Ver. El Evangelista Juan, al principio de la narración, señala este particular: Jesús levanta los ojos y ve a la multitud hambrienta después de haber caminado mucho para encontrarlo. Así inicia el milagro, con la mirada de Jesús, que no es indiferente ni está atareado, sino que advierte los espasmos del hambre que atormentan a la humanidad cansada. Él se preocupa por nosotros, nos cuida, quiere saciar nuestra hambre de vida, de amor y de felicidad. En los ojos de Jesús descubrimos la mirada de Dios: una mirada que es atenta, que escudriña los anhelos que llevamos en el corazón, que ve la fatiga, el cansancio y la esperanza con las que vamos adelante. Una mirada que sabe captar la necesidad de cada uno. A los ojos de Dios no existe la multitud anónima, sino cada persona con su hambre. Jesús tiene una mirada contemplativa, es decir, capaz de detenerse ante la vida del otro y descifrarla.
Esta es también la mirada con la que los abuelos y los mayores han visto nuestra vida. Es el modo en el que ellos, desde nuestra infancia, se han hecho cargo de nosotros. Habiendo tenido una vida a menudo muy sacrificada, no nos han tratado con indiferencia ni se han desentendido de nosotros, sino que han tenido ojos atentos, llenos de ternura. Cuando estábamos creciendo y nos sentíamos incomprendidos o asustados por los desafíos de la vida, se fijaron en nosotros, en lo que estaba cambiando en nuestro corazón, en nuestras lágrimas escondidas y en los sueños que llevábamos dentro. Todos hemos pasado por las rodillas de los abuelos, que nos han llevado en brazos. Y es gracias también a este amor que nos hemos convertido en adultos.
Y nosotros, ¿qué mirada tenemos hacia los abuelos y los mayores? ¿Cuándo fue la última vez que hicimos compañía o llamamos por teléfono a un anciano para manifestarle nuestra cercanía y dejarnos bendecir por sus palabras? Sufro cuando veo una sociedad que corre, atareada e indiferente, afanada en tantas cosas e incapaz de detenerse para dirigir una mirada, un saludo, una caricia. Tengo miedo de una sociedad en la que todos somos una multitud anónima e incapaces de levantar la mirada y reconocernos. Los abuelos, que han alimentado nuestra vida, hoy tienen hambre de nosotros, de nuestra atención, de nuestra ternura, de sentirnos cerca. Alcemos la mirada hacia ellos, como Jesús hace con nosotros.

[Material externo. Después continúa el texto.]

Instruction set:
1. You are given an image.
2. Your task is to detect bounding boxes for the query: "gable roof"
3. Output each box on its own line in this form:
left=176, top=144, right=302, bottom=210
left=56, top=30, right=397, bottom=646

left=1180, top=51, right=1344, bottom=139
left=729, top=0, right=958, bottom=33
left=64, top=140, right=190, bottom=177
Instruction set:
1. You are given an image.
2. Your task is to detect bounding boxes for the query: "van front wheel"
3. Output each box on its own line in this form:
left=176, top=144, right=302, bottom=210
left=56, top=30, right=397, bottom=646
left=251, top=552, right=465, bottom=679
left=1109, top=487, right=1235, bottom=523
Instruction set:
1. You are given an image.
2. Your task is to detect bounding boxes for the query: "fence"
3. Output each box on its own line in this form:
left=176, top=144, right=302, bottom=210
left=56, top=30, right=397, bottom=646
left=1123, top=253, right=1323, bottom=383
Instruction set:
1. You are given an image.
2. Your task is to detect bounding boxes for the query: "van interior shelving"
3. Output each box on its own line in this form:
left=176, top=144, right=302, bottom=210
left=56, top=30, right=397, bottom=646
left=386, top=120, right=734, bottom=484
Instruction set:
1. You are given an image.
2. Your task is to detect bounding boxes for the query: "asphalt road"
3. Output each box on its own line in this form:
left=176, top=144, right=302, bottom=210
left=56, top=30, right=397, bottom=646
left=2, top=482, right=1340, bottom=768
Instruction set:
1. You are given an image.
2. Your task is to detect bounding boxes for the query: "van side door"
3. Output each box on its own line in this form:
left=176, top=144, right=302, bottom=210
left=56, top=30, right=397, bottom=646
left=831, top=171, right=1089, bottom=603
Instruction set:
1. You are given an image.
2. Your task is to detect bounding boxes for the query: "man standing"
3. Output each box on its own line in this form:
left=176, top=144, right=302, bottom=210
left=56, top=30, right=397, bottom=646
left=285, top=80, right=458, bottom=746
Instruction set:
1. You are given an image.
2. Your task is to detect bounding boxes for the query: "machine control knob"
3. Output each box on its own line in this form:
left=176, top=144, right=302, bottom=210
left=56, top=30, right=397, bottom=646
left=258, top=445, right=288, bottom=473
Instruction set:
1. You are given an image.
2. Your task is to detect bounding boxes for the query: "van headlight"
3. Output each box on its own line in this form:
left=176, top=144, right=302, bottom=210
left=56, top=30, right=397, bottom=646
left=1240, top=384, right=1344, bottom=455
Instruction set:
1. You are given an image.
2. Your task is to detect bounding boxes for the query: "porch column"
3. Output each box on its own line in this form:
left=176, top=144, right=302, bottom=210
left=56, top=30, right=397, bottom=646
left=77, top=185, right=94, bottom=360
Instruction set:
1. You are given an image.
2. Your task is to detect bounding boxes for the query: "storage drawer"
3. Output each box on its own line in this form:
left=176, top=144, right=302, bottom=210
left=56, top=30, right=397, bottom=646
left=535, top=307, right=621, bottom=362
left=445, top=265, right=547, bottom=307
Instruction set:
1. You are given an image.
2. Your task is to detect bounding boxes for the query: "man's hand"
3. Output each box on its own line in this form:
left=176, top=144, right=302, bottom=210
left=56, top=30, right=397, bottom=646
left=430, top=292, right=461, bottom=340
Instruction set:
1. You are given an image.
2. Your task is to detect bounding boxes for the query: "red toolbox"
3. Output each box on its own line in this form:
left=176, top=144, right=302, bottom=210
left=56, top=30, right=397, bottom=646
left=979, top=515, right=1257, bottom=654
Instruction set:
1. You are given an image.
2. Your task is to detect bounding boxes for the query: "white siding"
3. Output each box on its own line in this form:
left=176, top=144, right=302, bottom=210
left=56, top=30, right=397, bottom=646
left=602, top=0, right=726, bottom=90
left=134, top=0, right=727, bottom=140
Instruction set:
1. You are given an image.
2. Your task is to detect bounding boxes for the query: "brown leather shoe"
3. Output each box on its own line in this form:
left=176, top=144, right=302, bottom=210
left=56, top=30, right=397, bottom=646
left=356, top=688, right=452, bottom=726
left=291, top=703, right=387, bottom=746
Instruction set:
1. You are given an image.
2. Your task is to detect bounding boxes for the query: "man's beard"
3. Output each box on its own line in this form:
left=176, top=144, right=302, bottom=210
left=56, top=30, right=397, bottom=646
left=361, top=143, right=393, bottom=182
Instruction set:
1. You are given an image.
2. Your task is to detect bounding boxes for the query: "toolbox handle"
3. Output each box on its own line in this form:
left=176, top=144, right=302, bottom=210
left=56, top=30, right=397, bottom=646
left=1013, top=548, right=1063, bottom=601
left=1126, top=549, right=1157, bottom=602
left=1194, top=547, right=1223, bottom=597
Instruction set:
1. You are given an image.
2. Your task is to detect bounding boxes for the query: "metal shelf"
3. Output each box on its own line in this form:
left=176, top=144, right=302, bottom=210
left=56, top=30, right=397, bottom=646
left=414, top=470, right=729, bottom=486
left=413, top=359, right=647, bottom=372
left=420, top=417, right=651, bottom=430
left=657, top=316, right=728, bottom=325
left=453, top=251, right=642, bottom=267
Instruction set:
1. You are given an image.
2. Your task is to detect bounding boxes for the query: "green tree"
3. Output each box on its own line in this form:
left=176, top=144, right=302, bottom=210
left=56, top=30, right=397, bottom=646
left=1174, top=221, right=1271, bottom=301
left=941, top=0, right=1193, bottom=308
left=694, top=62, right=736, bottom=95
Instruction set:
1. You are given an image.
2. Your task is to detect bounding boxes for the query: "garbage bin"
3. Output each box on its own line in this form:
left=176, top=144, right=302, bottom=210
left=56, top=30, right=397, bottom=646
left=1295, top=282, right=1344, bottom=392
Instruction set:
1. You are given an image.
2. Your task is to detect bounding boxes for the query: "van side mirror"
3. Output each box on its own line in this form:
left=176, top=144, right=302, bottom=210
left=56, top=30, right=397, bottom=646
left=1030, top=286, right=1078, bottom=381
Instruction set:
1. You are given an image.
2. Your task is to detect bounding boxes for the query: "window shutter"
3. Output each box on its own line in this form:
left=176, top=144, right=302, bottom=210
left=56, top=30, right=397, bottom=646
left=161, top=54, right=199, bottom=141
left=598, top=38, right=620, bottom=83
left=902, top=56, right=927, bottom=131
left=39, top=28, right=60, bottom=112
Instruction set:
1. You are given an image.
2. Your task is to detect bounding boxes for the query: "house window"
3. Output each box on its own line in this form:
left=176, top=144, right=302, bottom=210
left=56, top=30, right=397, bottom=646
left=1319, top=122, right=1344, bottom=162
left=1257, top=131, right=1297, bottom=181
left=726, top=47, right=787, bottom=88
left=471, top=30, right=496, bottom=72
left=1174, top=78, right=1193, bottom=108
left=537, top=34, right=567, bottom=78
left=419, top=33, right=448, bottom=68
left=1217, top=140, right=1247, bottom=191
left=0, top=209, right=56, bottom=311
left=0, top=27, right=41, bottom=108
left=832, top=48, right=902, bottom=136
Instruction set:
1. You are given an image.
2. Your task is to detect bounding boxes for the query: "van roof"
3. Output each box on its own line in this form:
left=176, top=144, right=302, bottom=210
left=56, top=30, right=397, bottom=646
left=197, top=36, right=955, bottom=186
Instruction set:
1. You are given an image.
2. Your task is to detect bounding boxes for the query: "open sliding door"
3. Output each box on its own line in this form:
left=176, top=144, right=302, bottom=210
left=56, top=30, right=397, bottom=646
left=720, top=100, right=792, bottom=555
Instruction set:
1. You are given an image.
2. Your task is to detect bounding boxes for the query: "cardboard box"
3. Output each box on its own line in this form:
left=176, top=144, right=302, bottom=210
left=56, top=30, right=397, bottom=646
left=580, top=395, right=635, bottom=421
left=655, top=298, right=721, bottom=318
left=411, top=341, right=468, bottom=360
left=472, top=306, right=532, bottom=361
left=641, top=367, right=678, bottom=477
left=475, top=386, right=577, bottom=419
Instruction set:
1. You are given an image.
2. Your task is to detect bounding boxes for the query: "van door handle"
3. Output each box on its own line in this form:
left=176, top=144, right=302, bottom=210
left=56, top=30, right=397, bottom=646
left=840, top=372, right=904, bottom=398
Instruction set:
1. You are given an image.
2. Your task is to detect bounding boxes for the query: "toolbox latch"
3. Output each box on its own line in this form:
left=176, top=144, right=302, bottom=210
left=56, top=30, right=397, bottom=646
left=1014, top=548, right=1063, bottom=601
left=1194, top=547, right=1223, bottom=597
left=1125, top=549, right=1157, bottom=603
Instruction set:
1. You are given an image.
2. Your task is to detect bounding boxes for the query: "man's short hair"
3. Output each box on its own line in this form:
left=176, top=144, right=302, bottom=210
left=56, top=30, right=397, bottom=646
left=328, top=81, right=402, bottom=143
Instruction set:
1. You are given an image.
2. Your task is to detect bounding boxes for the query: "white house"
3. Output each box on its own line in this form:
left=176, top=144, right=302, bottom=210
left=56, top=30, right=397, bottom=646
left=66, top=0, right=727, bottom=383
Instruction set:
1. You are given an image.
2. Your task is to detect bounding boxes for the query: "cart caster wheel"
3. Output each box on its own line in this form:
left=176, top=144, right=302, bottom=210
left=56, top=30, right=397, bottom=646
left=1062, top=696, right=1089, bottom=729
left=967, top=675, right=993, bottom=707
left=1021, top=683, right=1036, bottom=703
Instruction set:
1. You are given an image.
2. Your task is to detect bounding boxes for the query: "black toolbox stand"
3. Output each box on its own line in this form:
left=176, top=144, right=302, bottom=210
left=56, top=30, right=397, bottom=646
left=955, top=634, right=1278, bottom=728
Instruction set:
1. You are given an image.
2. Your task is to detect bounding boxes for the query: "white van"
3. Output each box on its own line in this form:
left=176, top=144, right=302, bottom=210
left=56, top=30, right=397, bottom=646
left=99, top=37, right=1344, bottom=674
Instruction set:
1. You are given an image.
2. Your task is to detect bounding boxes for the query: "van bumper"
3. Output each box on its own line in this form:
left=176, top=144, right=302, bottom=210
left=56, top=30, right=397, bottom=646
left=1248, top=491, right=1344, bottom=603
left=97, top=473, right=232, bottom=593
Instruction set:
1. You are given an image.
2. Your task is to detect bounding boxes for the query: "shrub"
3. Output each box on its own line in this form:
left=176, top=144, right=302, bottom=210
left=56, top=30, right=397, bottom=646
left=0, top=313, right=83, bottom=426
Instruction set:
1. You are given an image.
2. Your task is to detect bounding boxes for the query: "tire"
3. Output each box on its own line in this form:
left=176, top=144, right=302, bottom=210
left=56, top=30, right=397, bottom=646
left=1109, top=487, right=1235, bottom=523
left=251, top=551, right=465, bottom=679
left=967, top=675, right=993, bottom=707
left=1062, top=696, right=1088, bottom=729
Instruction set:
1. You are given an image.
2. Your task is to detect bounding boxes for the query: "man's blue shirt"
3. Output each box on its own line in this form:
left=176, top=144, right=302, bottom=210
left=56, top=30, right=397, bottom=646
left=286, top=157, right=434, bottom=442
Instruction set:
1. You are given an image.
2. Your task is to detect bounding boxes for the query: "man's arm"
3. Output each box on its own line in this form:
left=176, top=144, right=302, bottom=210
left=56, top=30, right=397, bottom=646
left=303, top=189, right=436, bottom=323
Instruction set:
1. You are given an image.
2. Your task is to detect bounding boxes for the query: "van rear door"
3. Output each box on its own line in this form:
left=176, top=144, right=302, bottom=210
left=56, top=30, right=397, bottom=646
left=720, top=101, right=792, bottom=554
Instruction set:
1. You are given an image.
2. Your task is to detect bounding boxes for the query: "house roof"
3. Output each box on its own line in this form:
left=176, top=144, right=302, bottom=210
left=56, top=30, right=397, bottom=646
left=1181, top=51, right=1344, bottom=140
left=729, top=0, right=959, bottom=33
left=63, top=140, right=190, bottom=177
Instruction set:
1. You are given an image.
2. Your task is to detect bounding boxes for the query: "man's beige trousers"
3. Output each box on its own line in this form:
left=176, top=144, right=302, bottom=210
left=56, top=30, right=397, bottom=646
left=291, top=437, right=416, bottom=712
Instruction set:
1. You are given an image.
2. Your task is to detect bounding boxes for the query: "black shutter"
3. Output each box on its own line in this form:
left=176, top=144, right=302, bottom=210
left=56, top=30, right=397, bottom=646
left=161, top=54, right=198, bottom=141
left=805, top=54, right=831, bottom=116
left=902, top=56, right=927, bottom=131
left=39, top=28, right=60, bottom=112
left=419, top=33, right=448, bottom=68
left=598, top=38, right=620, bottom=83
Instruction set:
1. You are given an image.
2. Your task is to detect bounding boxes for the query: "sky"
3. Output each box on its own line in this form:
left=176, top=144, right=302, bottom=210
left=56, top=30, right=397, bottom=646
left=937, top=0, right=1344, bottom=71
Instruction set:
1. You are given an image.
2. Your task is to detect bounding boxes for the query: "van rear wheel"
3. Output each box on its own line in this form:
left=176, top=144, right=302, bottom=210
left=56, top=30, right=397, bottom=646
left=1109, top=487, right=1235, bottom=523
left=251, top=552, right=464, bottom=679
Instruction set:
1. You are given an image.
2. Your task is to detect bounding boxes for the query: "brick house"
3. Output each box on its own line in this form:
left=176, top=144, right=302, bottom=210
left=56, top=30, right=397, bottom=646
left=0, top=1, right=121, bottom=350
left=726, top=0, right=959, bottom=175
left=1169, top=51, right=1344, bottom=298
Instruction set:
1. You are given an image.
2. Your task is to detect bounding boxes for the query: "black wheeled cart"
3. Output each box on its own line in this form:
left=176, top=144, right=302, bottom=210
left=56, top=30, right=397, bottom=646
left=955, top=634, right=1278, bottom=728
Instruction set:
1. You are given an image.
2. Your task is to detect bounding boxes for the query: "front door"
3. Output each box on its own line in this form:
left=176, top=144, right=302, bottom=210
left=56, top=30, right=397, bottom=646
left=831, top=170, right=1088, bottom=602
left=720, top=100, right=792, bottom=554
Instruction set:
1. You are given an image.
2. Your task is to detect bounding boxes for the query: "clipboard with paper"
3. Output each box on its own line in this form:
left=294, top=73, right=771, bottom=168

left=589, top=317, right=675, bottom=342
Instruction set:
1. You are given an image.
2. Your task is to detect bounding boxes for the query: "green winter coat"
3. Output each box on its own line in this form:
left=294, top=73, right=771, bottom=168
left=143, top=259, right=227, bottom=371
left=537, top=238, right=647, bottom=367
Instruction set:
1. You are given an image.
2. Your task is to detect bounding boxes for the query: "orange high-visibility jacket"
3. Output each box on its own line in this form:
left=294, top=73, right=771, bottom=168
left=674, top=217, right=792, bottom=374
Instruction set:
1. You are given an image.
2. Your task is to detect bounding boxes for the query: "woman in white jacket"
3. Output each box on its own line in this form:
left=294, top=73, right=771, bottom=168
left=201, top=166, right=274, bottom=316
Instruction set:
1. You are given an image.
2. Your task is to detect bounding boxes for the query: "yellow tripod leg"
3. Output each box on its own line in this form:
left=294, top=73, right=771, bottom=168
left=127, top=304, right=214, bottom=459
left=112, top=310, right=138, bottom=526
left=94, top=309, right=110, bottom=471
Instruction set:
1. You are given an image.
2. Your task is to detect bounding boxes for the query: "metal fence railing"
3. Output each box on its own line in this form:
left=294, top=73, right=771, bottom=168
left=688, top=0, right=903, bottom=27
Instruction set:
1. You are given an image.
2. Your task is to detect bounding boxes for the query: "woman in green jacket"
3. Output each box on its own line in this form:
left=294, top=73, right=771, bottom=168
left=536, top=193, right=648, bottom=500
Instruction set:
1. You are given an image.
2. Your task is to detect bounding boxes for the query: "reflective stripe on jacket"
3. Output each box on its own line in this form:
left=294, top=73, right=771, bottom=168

Compartir. Después de haber visto el hambre de aquellas personas, Jesús desea saciarlas. Y lo hace gracias al don de un muchacho joven, que ofrece sus cinco panes y los dos peces. Es muy hermoso que un muchacho, un joven, que comparte lo que tiene, esté en el centro de este prodigio del que se benefició tanta gente adulta -unas cinco mil personas-.
Hoy tenemos necesidad de una nueva alianza entre los jóvenes y los mayores, de compartir el común tesoro de la vida, de soñar juntos, de superar los conflictos entre generaciones para preparar el futuro de todos. Sin esta alianza de vida, de sueños y de futuro, nos arriesgamos a morir de hambre, porque aumentan los vínculos rotos, las soledades, los egoísmos, las fuerzas disgregadoras. Frecuentemente, en nuestras sociedades hemos entregado la vida a la idea de que "cada uno se ocupe de sí mismo". Pero eso mata.
El Evangelio nos exhorta a compartir lo que somos y lo que tenemos, ese es el único modo en que podemos ser saciados. He recordado muchas veces lo que dice a este propósito el profeta Joel (cf. Jl 3,1): Jóvenes y ancianos juntos. Los jóvenes, profetas del futuro que no olvidan la historia de la que provienen; los ancianos, soñadores nunca cansados que trasmiten la experiencia a los jóvenes, sin entorpecerles el camino. Jóvenes y ancianos, el tesoro de la tradición y la frescura del Espíritu. Jóvenes y ancianos juntos. En la sociedad y en la Iglesia: juntos.